In OpenGL, you don't have to do anything special to get the benefit of Hardware
T&L - you just use the standard OpenGL calls, and if they're hardware-accelerated
they'll operate much faster. In DirectX, you have to have entirely different
code paths.

> the game writer is writing for specific on-card capabilities...which again, is
> NOT the same as writing for a specific hardware implementation (such as the
> color palette begins at memory location 0xABCDEF00)

 It's a bit higher-level than hardcoded memory addresses, yes. But the implementation
that Microsoft did - DirectX - leaves so much to be desired.

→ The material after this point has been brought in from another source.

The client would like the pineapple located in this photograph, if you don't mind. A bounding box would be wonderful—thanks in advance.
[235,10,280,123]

 In a way, you're right - it's possible, for example, to implement DirectX on top
of OpenGL, as Wine does. However, because of the hardware lumps poking up through
the API, it's *much* tougher than the converse, implenting OpenGL on top of DirectX.

> That's the WHOLE PURPOSE of an operating system --
> to abstract common, mass-produced hardware, so that
> they are roughly interchangeable, to the extent of
> the capabilities of the hardware (Nobody would expect
> a 360x360 dpi CMYK printer to produce output on par
> with a 1440x720 CcMmYK printer. And nobody expects
> a 5 ppm printer to produce output at the speed of a
> 20 ppm printer.)

 That's a decent analogy... except imagine that the call to produce a red dot on the
low-res printer was entirely different from the call to produce a red dot on the
high-res printer. DirectX forces that kind of knowledge onto the programmer in a
rather large number of cases. It's gotten much better since the days Carmack slammed
it - from what I hear, DirectX 9 is not half bad - but it's been a long, hard road
to that point and the transition isn't quite complete yet.